Since the collapse of several authoritarian regimes in the 1980s and 1990s—most notably the Soviet Union—conventional wisdom in political science has held that dictatorships inevitably democratize or stagnate. This wisdom has even been applied to China, where the Communist Party (CCP) has presided over 26 years of economic growth since violently suppressing protests at Tiananmen Square. In 2012, the political theorist and Tsinghua University philosophy professor Daniel A. Bell aroused controversy among many China-watchers for challenging this idea. In several op-eds published in prominent Western publications, Bell argued that China’s government, far from being an opaque tyranny, actually presented a “meritocratic” alternative to liberal, multiparty democracy. In a new book titled The China Model: Political Meritocracy and the Limits of Democracy, Bell expands on that idea.
“I disagree with the view that there’s only one morally legitimate way of selecting leaders: one person, one vote,” Bell said at a recent debate hosted by ChinaFile at Asia Society in New York.

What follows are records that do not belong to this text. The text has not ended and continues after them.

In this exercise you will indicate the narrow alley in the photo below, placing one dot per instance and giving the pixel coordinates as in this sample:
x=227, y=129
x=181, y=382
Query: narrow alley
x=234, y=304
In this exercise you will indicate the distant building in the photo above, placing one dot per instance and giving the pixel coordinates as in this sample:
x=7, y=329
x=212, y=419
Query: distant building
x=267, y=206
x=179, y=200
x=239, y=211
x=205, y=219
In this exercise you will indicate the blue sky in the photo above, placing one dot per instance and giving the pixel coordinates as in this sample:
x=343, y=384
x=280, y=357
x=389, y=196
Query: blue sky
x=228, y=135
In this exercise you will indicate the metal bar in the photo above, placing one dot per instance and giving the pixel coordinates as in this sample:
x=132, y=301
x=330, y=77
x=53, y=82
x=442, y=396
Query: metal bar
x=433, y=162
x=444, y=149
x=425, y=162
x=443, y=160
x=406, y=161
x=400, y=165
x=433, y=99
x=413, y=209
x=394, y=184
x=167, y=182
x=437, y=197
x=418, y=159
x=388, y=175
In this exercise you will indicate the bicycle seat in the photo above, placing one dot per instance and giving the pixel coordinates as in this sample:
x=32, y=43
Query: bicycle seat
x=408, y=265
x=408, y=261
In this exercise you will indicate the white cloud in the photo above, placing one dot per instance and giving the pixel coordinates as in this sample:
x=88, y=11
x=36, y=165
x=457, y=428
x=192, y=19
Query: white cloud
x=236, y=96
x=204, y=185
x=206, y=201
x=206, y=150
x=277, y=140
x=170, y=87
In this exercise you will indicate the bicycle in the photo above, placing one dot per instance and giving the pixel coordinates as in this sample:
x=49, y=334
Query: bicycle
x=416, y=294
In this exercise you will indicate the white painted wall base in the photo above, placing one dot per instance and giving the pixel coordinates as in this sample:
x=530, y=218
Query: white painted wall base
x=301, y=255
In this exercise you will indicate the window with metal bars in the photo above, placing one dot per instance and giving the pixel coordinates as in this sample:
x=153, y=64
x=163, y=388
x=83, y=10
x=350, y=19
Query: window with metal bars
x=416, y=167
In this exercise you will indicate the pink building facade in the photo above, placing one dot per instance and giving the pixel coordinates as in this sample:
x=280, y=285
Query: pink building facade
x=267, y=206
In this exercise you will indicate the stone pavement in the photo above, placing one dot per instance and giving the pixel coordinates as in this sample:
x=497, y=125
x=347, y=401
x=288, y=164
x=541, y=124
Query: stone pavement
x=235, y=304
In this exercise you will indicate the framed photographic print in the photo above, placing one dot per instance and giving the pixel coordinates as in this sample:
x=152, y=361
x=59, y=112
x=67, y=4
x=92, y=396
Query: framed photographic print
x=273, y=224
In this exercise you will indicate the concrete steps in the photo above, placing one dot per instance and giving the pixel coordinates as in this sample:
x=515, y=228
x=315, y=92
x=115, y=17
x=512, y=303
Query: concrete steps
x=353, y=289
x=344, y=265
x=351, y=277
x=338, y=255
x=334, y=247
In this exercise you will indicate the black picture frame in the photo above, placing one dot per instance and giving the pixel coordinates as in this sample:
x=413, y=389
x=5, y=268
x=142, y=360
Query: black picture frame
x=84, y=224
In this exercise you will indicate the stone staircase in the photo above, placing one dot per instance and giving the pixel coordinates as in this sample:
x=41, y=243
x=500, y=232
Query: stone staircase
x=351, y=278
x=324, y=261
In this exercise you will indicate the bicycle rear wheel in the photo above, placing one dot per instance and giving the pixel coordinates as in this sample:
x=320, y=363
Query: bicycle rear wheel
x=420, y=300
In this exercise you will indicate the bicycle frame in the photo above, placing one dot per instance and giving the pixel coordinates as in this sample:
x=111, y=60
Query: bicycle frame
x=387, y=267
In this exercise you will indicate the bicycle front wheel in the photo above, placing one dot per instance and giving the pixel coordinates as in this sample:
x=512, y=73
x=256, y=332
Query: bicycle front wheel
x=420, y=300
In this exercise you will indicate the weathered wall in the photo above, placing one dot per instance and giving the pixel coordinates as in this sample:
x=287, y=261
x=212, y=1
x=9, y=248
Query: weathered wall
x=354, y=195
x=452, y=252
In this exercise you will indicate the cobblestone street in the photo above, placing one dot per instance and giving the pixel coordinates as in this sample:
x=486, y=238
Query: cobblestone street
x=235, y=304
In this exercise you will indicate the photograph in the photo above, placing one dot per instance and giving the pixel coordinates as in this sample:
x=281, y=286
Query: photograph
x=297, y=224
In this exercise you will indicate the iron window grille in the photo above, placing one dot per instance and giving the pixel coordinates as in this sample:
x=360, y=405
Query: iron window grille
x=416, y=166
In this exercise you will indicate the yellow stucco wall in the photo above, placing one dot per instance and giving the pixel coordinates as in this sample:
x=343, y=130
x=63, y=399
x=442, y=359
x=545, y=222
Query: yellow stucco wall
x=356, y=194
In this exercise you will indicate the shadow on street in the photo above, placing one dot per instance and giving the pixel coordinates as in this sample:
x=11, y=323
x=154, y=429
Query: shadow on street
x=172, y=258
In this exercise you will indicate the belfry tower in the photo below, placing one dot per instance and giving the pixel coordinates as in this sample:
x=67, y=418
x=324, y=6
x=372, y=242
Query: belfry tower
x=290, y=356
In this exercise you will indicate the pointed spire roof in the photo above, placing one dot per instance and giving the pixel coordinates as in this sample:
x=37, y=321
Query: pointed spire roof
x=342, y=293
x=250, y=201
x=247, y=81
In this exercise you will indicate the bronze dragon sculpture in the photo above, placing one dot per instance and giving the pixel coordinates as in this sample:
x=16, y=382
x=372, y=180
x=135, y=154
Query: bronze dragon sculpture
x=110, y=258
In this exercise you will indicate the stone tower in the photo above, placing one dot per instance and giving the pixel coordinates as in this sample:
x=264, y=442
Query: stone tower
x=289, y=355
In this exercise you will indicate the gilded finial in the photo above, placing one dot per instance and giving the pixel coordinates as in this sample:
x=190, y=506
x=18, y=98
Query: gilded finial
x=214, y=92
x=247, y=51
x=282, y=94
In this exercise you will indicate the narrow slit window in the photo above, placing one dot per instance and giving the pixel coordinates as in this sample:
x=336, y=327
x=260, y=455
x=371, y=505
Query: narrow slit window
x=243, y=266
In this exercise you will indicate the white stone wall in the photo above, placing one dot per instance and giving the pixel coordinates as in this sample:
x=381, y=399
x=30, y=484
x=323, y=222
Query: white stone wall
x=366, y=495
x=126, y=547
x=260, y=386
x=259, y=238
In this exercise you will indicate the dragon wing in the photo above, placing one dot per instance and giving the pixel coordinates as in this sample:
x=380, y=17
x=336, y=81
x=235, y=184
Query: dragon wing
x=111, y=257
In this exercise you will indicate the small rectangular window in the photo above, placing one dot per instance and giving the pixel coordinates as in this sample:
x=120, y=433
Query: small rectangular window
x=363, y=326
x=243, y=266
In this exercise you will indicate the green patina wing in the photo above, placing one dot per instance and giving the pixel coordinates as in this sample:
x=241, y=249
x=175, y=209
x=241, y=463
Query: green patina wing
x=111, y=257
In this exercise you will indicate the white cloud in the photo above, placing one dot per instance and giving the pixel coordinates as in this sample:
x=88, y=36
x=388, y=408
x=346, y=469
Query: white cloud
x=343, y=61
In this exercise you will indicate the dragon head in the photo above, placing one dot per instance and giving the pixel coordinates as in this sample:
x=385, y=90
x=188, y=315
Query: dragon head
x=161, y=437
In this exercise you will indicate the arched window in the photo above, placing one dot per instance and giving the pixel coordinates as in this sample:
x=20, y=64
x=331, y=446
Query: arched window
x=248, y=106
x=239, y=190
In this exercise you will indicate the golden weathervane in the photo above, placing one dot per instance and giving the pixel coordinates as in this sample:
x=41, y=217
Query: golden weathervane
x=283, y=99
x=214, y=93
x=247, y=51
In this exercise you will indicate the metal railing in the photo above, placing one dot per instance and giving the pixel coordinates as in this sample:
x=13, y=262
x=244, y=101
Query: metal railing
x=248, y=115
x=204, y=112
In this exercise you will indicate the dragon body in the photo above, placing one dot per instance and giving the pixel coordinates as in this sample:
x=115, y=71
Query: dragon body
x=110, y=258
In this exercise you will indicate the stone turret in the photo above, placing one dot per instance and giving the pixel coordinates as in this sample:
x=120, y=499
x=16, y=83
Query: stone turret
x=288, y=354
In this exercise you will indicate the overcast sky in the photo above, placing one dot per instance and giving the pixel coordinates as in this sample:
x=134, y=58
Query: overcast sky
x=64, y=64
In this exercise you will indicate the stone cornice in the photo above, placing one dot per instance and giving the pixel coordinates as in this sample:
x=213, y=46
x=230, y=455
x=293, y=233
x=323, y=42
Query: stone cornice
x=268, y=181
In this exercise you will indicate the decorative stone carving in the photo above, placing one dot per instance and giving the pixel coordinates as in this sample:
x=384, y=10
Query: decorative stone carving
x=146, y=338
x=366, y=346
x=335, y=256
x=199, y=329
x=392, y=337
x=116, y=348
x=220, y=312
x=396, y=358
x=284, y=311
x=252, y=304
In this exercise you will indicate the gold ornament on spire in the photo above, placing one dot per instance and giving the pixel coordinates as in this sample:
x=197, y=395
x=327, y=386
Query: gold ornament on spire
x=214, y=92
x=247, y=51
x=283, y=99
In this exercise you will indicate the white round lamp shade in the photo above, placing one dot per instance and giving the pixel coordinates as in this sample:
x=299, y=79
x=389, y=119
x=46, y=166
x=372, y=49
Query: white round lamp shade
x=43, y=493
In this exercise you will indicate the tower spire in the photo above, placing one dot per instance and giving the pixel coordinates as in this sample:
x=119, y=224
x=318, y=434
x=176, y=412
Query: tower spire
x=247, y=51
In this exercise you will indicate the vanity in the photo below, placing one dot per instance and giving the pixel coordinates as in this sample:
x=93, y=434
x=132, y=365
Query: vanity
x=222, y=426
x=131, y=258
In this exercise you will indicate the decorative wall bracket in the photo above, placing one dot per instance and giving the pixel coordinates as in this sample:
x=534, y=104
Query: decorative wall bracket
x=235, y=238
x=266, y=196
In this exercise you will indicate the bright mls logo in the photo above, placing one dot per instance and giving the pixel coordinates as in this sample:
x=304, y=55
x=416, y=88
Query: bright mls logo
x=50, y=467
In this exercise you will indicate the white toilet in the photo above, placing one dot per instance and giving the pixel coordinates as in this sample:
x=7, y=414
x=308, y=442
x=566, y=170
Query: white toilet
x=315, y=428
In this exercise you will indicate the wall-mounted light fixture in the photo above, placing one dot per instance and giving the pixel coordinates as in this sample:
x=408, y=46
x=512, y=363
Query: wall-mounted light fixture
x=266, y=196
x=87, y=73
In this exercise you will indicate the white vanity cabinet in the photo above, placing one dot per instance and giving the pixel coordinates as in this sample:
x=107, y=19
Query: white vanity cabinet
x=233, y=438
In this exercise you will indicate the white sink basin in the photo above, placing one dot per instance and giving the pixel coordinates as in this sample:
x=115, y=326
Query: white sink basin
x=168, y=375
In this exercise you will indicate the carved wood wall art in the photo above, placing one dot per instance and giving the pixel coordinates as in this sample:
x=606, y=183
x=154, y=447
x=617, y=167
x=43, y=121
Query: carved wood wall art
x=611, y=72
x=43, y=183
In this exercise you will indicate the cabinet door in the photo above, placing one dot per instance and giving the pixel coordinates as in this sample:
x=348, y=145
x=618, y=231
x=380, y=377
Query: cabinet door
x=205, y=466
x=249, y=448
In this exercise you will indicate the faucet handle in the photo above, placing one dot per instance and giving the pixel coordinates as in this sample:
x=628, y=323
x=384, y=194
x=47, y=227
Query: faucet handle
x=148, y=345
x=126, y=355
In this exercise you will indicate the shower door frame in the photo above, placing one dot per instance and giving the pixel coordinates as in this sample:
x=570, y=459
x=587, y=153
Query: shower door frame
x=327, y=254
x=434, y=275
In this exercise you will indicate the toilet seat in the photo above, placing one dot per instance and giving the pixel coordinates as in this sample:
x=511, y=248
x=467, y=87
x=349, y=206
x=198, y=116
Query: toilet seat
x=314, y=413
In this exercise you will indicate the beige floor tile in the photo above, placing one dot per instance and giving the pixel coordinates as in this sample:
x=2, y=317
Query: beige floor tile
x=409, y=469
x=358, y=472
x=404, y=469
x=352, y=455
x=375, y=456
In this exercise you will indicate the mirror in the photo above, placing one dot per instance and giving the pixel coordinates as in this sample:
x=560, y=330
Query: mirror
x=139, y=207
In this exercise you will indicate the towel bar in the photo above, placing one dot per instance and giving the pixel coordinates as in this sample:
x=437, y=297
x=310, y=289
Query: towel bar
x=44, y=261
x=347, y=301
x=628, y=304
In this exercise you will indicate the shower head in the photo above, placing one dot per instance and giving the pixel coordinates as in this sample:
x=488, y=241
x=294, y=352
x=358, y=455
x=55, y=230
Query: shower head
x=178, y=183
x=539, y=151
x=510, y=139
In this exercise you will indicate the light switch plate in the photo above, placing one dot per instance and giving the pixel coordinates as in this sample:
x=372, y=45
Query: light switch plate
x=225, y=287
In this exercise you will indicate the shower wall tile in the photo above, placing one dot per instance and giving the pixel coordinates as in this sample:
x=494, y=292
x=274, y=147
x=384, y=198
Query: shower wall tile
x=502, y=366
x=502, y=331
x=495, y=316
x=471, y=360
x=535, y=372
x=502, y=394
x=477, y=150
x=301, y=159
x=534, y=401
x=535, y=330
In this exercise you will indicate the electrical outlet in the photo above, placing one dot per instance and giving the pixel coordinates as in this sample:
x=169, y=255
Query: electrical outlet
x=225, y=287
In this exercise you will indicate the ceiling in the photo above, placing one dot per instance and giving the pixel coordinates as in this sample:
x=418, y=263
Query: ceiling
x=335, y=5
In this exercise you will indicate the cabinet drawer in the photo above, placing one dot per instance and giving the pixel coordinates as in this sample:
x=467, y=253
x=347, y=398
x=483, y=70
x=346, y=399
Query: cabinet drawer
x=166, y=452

Bell is under no illusion that China has already perfected its political recipe, admitting that the ideal “China model” is still very theoretical. This involves a “vertical democratic meritocracy,” as he puts it, with open democratic elections at the local level, meritocratic assessment (like China’s civil-service exam) to choose top national leaders, and experimentation in the middle. In this system, local leaders—who handle relatively basic issues—are still accountable to voters. But national leaders, who must handle more complex issues and make tough decisions that may not be popular (like enacting serious climate-change measures), can be chosen based on experience and knowledge without American-style political gridlock or susceptibility to populist approval.